The report, Breaking Barriers: Improving Health Insurance Enrollment and Access to Health Care, based on a year-long survey of over a thousand low-income Americans in ten states (New York is not included), found numerous obstacles to enrollment of racial minorities and rural residents. The largest of these obstacles is the failure of four of the ten states in the study to expand Medicaid, an important ACA provision. In the four states that expanded Medicaid there was a 4.1% decline in the number of uninsured residents, as compared with 2.9% for the six non-expansion states. The report found other obstacles to enrollment for low-income communities and communities of color, including cost, technology, language barriers, and difficulty understanding their new coverage.

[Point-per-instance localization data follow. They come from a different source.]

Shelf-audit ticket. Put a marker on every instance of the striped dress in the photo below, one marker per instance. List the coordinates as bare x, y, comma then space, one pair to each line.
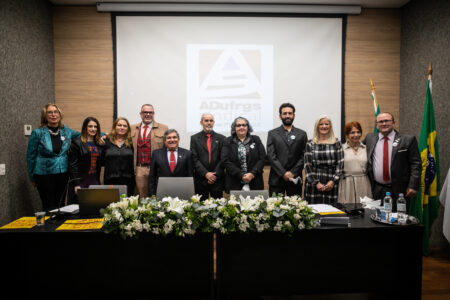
323, 162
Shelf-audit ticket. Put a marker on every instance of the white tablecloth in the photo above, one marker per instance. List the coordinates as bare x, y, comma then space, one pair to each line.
445, 201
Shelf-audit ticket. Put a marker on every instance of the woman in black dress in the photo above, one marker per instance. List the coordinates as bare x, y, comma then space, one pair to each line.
117, 156
243, 155
84, 156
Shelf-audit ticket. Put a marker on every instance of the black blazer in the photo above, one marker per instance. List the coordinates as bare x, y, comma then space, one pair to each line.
160, 167
406, 164
200, 159
80, 161
284, 157
255, 164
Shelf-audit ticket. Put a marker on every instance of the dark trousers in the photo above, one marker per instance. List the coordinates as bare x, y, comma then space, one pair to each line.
51, 189
287, 187
129, 182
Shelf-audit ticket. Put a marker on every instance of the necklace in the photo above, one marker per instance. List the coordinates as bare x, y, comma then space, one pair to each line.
53, 133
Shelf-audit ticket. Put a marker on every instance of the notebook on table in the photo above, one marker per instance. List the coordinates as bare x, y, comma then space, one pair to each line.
91, 200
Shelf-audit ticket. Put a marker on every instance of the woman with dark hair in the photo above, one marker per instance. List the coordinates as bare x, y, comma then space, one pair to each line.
84, 154
354, 178
324, 161
47, 160
117, 156
243, 155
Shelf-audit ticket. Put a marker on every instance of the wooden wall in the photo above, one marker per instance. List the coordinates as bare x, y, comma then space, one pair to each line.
84, 74
372, 51
84, 64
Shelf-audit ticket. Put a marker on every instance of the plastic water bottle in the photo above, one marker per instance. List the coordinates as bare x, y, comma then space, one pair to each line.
387, 207
401, 209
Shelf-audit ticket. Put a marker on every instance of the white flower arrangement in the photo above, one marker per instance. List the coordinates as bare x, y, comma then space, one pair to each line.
179, 217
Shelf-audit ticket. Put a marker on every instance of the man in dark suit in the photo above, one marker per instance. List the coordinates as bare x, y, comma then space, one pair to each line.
394, 163
206, 147
170, 161
285, 149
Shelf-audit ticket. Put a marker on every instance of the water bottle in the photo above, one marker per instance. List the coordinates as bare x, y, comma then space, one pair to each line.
387, 207
401, 209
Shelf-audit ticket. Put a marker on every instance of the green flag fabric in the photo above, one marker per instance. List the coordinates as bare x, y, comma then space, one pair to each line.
424, 205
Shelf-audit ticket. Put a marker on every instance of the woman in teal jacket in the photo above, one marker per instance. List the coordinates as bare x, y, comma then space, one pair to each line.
47, 159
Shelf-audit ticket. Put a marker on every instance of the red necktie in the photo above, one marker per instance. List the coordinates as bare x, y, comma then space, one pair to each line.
386, 160
173, 162
145, 132
208, 145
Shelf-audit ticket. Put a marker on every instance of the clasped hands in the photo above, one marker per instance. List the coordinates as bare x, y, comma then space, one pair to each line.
325, 187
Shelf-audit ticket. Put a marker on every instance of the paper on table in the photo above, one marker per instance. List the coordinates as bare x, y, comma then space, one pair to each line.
325, 209
71, 209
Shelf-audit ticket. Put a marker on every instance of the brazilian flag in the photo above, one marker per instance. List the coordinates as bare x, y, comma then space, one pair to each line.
425, 206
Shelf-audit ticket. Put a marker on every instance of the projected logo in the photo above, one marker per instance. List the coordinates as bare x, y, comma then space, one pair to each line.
230, 81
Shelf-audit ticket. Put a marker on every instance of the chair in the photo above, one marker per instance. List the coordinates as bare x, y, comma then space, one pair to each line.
181, 187
252, 194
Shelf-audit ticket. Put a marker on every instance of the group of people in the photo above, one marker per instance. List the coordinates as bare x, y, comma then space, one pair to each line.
137, 155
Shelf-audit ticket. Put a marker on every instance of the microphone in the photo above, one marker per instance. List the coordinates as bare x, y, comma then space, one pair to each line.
353, 208
57, 213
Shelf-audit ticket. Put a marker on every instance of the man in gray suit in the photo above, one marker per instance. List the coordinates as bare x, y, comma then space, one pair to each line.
394, 163
285, 149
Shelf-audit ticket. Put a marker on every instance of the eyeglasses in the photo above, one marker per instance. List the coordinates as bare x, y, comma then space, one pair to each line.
384, 121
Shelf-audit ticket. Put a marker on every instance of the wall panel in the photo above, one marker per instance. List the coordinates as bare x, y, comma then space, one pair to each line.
84, 79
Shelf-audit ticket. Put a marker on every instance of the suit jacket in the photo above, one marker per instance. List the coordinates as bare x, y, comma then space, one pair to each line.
156, 137
406, 164
200, 158
160, 167
41, 159
80, 161
284, 157
255, 163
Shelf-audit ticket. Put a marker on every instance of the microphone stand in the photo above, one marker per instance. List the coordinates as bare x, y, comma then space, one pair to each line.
58, 214
353, 208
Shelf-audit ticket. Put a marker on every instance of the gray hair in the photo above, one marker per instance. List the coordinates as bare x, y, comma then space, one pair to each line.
233, 125
169, 131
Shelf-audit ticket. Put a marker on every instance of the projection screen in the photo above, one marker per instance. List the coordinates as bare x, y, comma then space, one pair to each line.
229, 66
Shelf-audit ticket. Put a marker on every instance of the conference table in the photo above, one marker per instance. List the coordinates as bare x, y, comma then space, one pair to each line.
367, 257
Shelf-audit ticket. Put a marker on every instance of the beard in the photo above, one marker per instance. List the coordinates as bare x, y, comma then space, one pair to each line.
287, 121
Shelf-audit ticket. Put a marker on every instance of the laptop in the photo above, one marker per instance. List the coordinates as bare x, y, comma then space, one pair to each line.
91, 200
181, 187
252, 194
122, 188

While New York is doing well in enrollment compared to some states, this report has some lessons for our state. Medicaid enrollment is a plus in New York: within the first two years of the NY State of Health’s implementation, more than 1.5 million New Yorkers have enrolled in Medicaid, in part due to the state’s decision to expand Medicaid. While it’s hard to make definitive conclusions about enrollment disparities based on race, as roughly one-quarter of applicants to NY State of Health opted not to state their race and demographic data is only available for the first year of enrollment, here too, the available data is positive: 15% of New Yorkers are African-American and 15% of those newly enrolled stated indicated they were African-American. However, areas of concern remain in New York. Those reporting that their preferred written language was Korean, Russian, French, French Creole, or Italian were almost completely absent from those enrolled in the first year, despite the fact that substantial numbers of New Yorkers speak these languages.

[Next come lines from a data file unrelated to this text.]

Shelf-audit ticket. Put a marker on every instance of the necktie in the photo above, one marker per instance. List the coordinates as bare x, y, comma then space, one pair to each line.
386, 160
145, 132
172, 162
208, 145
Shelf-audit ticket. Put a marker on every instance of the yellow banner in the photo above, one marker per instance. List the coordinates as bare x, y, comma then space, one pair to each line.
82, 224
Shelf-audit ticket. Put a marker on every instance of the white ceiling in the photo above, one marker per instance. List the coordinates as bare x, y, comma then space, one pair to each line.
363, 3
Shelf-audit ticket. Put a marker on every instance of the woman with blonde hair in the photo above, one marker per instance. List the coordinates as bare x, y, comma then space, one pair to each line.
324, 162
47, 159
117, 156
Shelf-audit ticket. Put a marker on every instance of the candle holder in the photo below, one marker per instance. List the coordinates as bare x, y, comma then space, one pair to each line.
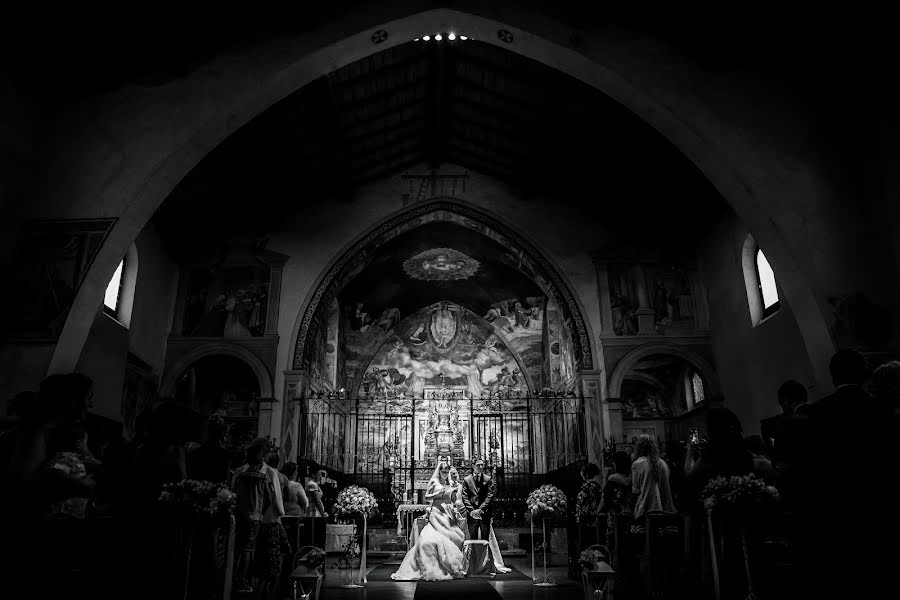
546, 580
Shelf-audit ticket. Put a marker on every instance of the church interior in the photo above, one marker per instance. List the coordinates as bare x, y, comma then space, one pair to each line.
639, 270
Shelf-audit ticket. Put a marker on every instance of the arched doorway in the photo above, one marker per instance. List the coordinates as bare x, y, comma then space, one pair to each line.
441, 333
218, 383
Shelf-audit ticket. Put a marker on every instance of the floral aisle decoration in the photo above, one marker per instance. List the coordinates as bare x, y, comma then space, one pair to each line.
740, 497
356, 502
203, 498
547, 503
739, 493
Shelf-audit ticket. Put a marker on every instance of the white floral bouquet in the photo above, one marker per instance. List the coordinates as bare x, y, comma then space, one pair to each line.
355, 501
737, 492
546, 502
200, 497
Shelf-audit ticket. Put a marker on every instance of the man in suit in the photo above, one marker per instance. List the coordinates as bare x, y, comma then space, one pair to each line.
862, 475
478, 491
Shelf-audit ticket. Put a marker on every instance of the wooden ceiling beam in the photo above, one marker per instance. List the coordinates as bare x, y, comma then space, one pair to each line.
436, 133
333, 144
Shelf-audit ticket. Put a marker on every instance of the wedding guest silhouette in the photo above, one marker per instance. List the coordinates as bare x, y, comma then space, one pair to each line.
478, 491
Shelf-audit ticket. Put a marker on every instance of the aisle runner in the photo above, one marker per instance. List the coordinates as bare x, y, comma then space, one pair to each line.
383, 573
462, 589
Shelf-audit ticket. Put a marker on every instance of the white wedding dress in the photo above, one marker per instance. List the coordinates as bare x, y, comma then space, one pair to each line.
437, 553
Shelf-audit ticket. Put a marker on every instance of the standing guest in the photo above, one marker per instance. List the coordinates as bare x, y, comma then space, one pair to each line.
67, 447
886, 380
211, 461
258, 501
833, 419
723, 454
650, 479
762, 466
314, 494
295, 500
587, 503
617, 497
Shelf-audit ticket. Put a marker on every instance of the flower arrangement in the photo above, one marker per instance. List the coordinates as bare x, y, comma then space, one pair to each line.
589, 558
737, 492
355, 501
546, 502
201, 497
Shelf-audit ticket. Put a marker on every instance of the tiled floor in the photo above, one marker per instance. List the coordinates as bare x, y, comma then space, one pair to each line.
508, 590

As in the states covered by the Breaking Barriers report, New York also places barriers on enrollment for those whose language is not English. To this day, the NY State of Health web page only is translated into Spanish. And certainly, New Yorkers who are low-income, immigrants, and live in rural areas also face barriers like lack of equal access to the Internet and gaps in their understanding of health coverage, as do their counterparts in other states. Some of the solutions to addressing health disparities in New York were outlined in a report issued last year by the Public Policy and Education Fund, AJS and Make the Road New York.